Filipino writer, producer, and director

Michael P. Tuviera is a Filipino director, writer and producer. One of his notable works is the 2024 Metro Manila Film Festival entry, The Kingdom.

He is the son of former Eat Bulaga producer and APT Entertainment founder Tony Tuviera.

== Early life and education ==
Tuviera studied communication arts at the Ateneo de Manila University. In one of his film projects, one of his actors was future congressman Dato Macapagal Arroyo.
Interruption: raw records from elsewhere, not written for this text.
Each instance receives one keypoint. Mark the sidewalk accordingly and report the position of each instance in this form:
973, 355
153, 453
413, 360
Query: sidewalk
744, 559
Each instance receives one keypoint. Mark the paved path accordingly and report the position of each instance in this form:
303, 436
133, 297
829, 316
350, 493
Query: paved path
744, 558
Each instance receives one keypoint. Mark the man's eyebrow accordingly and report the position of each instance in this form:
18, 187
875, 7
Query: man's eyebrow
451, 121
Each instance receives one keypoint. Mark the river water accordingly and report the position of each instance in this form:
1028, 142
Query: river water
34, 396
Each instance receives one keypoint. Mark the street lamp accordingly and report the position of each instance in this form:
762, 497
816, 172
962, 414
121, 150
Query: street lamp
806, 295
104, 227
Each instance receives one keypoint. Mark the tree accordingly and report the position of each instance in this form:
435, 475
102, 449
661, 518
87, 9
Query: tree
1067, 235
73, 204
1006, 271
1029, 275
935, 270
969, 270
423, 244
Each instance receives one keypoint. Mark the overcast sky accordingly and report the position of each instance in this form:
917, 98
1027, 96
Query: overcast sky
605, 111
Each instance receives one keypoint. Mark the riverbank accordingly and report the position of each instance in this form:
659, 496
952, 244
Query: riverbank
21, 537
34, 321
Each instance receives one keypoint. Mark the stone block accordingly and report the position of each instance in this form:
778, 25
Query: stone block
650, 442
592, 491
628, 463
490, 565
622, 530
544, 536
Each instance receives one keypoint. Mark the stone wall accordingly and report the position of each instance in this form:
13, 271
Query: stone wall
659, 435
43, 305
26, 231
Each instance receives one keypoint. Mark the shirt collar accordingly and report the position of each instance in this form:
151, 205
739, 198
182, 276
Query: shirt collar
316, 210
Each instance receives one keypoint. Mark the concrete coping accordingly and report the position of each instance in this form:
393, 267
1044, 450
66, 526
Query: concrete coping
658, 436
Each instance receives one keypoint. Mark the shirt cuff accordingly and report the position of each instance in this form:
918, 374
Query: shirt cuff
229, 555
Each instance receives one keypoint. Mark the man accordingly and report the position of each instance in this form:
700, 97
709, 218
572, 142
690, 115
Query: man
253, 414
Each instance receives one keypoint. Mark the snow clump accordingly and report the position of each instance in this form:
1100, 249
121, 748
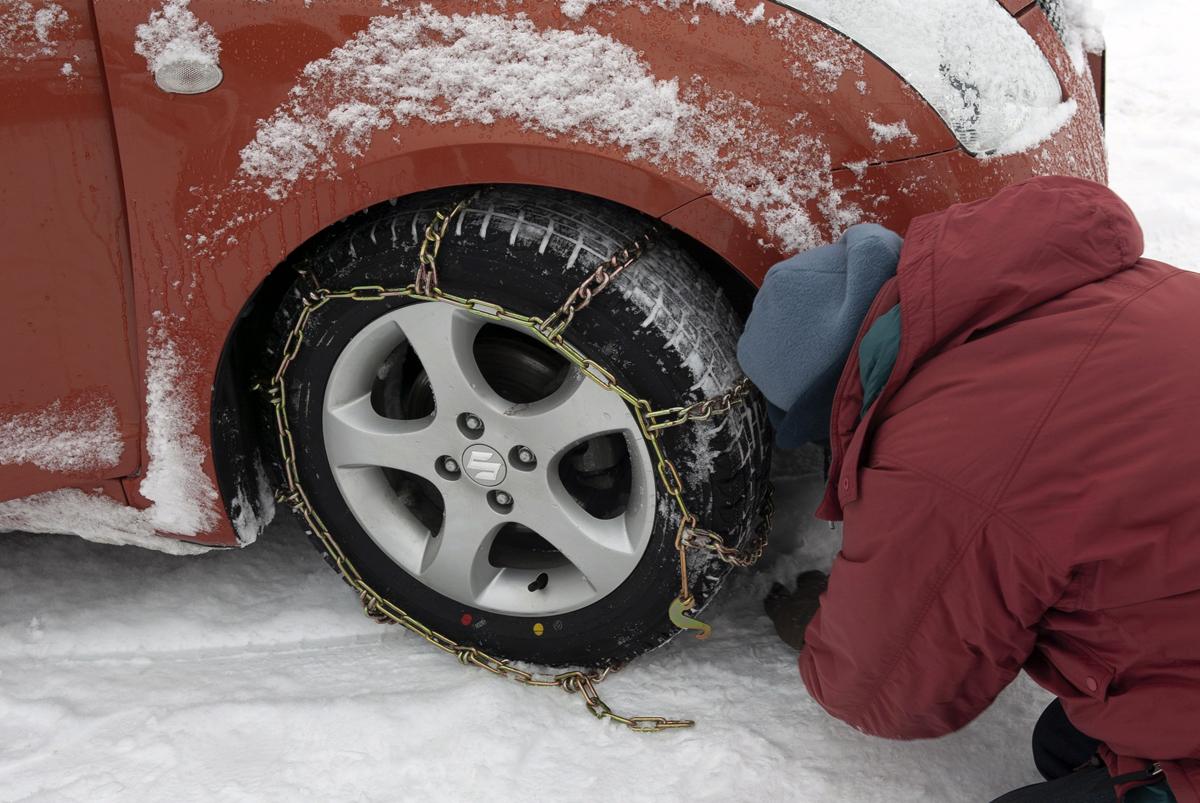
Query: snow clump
173, 34
184, 497
1081, 27
450, 70
81, 438
30, 30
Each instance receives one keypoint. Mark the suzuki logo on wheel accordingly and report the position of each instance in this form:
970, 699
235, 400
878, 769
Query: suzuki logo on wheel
484, 465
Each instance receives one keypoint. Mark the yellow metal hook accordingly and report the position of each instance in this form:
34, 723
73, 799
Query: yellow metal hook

He is the first Filipino to be accepted in University of Southern California of Cinema Television and Production Program where he earned his Master's degree in 2004.

== Career ==
After studying in University of Southern California School of Cinemamatic Arts, he worked in 1997 as a writer for the sitcom, 1 for 3. He also directed Yaya and Angelina: The Spoiled Brat Movie that was billed by Michael V. and Ogie Alcasid.

In 2014, he directed an independent film titled The Janitor starring Dennis Trillo, Derek Ramsay and Richard Gomez. The said movie waas an entry for the Cinemalaya Festival.
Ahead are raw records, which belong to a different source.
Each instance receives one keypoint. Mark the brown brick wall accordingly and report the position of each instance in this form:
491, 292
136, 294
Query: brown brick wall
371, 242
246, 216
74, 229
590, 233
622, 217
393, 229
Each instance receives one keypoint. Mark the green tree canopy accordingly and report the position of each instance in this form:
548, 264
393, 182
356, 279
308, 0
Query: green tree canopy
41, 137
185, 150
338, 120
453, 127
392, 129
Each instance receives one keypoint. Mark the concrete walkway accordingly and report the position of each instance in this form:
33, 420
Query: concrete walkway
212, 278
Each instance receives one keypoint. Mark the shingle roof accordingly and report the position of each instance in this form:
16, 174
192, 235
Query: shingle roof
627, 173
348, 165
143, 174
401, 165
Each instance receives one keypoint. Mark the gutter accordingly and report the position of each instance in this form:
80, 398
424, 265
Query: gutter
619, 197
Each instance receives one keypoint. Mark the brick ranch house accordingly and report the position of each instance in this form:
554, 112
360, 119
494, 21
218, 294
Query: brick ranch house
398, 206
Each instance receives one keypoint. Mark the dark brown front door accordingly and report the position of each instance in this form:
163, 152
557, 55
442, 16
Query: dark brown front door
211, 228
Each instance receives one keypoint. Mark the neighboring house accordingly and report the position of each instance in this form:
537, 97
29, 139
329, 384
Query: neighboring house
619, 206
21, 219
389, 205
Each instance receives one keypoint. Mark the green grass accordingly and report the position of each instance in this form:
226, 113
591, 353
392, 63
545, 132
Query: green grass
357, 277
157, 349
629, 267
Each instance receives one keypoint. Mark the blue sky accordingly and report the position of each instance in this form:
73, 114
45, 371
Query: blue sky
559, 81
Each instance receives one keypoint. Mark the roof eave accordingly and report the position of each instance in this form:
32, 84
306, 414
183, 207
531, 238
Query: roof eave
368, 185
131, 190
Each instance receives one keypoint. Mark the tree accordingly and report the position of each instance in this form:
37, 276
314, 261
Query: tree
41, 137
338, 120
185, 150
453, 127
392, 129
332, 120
He also directed Imagine You and Me in 2016, starred by Alden Richards and Maine Mendoza. He criticized pirated copy holders of the movie.

In 2024, he directed the entry The Kingdom, billed by Vic Sotto and Piolo Pascual, which was also submitted as an entry to 2024 MMFF. In the awards night, the movie won 2nd best picture, best production design, best visual design, Gatpuno Antonio J. Villegas Cultural Award, and Tuviera was selected as one of two best director awardees.

== Credits ==

=== Screenwriter ===

| Year | Title |
|---|---|
| 1997 | 1 for 3 |

=== Director ===

| Year | Title |
| 2024 | The Kingdom |
| 2019 | Mission Unstapabol: The Don Identity |
| 2018 | Jack Em Popoy: The Puliscredibles |
| 2015 | Imagine You and Me |
| 2015–16 | Princess in the Palace |
| 2014 | The Janitor |
APT Lenten Special: Panalangin
| 2013 | Kidlat |
| 2012 | Faithfully |
The Good Daughter
| 2011 | Futbolilits |
Dwarfina
| 2010 | Super Inday and the Golden Bibe |
Panday Kids
| 2009 | Yaya and Angelina: The Spoiled Brat Movie |
| 2008 | Sine Novela: Until Forever |
Shake, Rattle and Roll X
Luna Mystika
Codename: Asero
Sine Novela: Unsung Melody
| 2007 | Lupin |
The Promise
| 2006 | Captain Barbell |
Shake, Rattle and Roll 8
TxT

=== Screenwriter & Director ===

| Year | Title |
|---|---|
| 2007 | Shake, Rattle and Roll 9 |

=== Producer ===

| Year | Title |
|---|---|
|  | Standing |
| 2017 | Meant to Beh |
| 2012 | Bwakaw |
|  | Fuschia |

=== Executive Producer ===

| Year | Title |
|---|---|
|  | Byaheng Broken Hearted |
|  | Amulet and Enteng Kabisote |
|  | Cassava |
|  | Grandpa Is Dead |
|  | Scaregivers |
|  | Dobol Trobol: Lets Get Redi 2 Rambol! |
|  | Moments of Love |

== Personal life ==

Tuviera is married to Penelope Daza. He has 3 children.